BLS Revision is Worse than Expected

Understanding the latest BLS Jobs report. What they are stating is, the labor force is large at 140 million and companies tend to overstate employment. Probably for good reason. If they all stated what was really happening in their company and industry, we probably would have been in trouble far earlier. In which case, profits would have been far less. Speculating a bit here . . .

Jed Kolko, who was a Commerce undersecretary for economic affairs in the Biden administration.

The preliminary benchmark revision was in the range that was widely expected, though toward the steeper end of that range. We’re starting from a very large base of 160 million jobs in the economy, so even small revisions in percentage terms will be high numbers.’

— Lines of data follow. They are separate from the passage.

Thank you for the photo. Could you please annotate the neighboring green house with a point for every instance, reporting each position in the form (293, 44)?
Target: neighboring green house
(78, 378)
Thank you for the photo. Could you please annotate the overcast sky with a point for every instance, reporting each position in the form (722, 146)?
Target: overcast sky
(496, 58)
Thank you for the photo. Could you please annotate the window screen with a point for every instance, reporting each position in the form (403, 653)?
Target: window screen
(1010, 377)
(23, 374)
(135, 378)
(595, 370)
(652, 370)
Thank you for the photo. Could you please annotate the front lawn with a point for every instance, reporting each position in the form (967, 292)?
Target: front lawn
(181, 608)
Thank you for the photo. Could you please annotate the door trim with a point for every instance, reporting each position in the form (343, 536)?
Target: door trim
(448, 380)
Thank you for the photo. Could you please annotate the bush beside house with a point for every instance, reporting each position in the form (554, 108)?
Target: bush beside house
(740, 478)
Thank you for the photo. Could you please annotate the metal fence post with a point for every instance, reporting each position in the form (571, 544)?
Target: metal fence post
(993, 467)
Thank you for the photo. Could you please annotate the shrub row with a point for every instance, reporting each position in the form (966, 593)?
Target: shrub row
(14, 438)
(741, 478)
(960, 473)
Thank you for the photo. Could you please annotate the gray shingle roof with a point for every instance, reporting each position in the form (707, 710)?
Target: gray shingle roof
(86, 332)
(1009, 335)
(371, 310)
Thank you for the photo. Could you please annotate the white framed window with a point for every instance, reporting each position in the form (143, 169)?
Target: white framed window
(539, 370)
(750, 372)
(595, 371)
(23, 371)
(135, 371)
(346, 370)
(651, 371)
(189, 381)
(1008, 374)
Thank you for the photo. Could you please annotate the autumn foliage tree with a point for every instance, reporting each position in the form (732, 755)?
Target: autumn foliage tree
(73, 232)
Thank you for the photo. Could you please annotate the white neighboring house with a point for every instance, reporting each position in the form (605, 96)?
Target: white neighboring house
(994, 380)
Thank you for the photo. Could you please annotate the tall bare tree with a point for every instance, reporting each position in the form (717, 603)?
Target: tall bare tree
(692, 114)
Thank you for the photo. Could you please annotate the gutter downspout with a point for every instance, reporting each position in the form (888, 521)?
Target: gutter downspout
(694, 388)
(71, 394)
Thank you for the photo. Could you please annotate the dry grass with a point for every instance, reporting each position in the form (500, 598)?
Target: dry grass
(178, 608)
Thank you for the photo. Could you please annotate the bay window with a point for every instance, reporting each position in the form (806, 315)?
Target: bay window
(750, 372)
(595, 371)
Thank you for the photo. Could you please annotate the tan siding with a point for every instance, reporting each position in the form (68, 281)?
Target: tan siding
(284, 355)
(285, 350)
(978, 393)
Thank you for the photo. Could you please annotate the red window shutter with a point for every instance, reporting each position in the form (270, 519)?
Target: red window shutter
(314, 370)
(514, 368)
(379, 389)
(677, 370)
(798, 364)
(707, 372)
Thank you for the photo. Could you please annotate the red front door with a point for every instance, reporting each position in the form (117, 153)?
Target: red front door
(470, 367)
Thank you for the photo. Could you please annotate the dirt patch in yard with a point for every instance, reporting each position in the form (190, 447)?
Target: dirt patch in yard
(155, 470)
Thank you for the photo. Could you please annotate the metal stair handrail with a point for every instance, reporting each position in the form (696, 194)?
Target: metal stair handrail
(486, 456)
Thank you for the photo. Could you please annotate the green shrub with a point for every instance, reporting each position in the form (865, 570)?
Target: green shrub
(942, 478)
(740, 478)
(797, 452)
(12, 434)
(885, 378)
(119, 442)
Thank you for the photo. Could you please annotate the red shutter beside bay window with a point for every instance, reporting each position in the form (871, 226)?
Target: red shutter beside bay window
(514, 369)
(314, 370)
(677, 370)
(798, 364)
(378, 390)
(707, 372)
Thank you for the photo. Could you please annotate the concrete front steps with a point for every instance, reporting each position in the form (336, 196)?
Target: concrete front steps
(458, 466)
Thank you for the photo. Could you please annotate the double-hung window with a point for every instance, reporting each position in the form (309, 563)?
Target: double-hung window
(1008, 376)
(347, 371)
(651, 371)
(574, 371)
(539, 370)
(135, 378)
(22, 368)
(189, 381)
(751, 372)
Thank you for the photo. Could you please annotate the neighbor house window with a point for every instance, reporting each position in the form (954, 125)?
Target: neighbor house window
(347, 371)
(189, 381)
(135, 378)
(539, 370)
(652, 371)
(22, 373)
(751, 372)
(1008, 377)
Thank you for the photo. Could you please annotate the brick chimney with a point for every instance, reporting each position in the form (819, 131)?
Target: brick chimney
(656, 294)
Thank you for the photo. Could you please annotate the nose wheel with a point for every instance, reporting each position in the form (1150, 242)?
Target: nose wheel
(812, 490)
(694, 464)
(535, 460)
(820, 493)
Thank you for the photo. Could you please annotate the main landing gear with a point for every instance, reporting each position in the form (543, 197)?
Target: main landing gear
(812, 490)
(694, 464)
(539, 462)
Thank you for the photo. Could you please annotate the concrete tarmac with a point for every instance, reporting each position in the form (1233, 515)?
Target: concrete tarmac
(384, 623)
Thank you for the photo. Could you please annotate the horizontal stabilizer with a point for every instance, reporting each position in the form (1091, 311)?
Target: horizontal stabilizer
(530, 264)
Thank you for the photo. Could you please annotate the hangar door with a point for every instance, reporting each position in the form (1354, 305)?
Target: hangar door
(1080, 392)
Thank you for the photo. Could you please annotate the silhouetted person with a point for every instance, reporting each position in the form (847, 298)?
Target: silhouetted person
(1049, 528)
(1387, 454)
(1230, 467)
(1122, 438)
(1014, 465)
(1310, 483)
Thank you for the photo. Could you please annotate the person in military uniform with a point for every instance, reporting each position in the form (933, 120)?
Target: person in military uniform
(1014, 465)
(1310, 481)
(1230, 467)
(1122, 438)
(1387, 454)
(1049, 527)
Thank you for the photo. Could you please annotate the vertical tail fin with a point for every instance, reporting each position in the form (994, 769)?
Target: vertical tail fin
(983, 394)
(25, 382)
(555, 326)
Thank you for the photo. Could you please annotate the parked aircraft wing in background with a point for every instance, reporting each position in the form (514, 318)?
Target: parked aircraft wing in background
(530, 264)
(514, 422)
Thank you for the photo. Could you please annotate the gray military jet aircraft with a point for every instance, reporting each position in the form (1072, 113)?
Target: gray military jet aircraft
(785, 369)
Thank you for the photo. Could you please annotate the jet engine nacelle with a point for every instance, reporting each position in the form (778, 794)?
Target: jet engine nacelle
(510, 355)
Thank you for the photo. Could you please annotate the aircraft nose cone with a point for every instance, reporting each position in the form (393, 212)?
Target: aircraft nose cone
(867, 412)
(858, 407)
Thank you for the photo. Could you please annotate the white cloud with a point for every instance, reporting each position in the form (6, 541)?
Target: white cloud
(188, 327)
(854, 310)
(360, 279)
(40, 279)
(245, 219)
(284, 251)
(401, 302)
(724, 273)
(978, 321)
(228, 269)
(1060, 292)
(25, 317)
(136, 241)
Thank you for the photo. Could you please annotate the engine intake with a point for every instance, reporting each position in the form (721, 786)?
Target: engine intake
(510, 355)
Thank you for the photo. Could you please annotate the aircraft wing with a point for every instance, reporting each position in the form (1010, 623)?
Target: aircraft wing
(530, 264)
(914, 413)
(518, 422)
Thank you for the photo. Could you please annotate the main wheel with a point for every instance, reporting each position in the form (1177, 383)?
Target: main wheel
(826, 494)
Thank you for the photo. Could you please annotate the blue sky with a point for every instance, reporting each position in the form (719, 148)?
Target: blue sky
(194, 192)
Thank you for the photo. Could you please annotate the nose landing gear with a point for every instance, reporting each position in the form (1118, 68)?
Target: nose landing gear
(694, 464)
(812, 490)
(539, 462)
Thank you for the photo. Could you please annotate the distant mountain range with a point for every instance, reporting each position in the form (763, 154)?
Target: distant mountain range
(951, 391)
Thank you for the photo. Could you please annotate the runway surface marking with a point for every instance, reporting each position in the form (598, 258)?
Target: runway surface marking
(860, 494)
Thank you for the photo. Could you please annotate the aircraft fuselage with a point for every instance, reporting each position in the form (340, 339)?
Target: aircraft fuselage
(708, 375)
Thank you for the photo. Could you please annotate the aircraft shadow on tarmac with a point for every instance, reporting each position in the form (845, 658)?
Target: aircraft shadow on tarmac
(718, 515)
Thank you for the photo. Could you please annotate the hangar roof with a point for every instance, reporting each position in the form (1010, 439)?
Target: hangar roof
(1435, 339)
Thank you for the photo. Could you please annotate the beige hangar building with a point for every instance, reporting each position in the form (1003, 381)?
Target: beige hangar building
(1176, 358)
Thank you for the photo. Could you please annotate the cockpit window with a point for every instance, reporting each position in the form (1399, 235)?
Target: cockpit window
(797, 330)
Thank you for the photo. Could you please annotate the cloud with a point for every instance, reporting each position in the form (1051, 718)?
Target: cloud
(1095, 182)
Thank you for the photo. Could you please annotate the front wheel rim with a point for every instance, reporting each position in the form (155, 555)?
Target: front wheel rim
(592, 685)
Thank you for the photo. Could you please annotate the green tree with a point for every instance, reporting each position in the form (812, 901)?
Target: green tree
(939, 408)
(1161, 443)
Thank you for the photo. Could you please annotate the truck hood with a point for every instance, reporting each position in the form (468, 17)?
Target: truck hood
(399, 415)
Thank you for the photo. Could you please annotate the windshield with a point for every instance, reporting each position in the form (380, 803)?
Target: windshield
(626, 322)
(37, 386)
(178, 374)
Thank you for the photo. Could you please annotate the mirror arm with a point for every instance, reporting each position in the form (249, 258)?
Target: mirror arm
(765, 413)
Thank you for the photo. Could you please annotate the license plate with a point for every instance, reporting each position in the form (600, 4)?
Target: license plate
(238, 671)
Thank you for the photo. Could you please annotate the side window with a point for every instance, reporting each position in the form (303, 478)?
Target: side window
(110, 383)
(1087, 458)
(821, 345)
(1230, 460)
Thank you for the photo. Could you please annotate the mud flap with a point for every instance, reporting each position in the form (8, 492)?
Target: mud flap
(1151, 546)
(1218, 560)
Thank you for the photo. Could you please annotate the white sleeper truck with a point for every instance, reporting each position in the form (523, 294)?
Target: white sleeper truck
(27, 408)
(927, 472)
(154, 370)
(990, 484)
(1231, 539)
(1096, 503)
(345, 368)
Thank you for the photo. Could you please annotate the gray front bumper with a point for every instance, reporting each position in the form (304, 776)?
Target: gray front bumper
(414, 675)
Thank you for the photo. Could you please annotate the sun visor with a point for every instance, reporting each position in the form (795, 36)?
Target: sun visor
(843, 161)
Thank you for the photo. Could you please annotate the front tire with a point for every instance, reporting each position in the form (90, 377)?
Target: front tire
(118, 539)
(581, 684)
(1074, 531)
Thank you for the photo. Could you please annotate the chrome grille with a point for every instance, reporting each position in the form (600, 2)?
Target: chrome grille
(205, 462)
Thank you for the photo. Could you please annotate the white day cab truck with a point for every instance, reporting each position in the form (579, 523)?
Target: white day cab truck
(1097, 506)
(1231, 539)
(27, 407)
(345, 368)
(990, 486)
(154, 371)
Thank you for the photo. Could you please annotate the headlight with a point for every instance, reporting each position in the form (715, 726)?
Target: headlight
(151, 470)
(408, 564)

The BLS said the difference between the results of its routine survey and the more comprehensive Quarterly Census of Employment and Wages totaled 911,000 between March 2024 and March 2025. The QCEW is primarily pulled from state administrative records tied to the unemployment insurance tax system.

According to the BLS, businesses that responded to its surveys reported higher employment numbers than indicated by the QCEW, and those that did not reply also had lower employment over that span than those that did.

The following is about a day old.

The Bureau of Labor Statistics just published its annual benchmark revision on Tuesday morning. While few analysts expected good news, the revision is substantially larger than expected, and lands at a moment of widespread political and economic turmoil.

The immediate reaction? Stock futures had pointed to a strong open on Tuesday morning, but the bigger-than-expected revision encouraged more moderate, sideways moves, at least on announcement.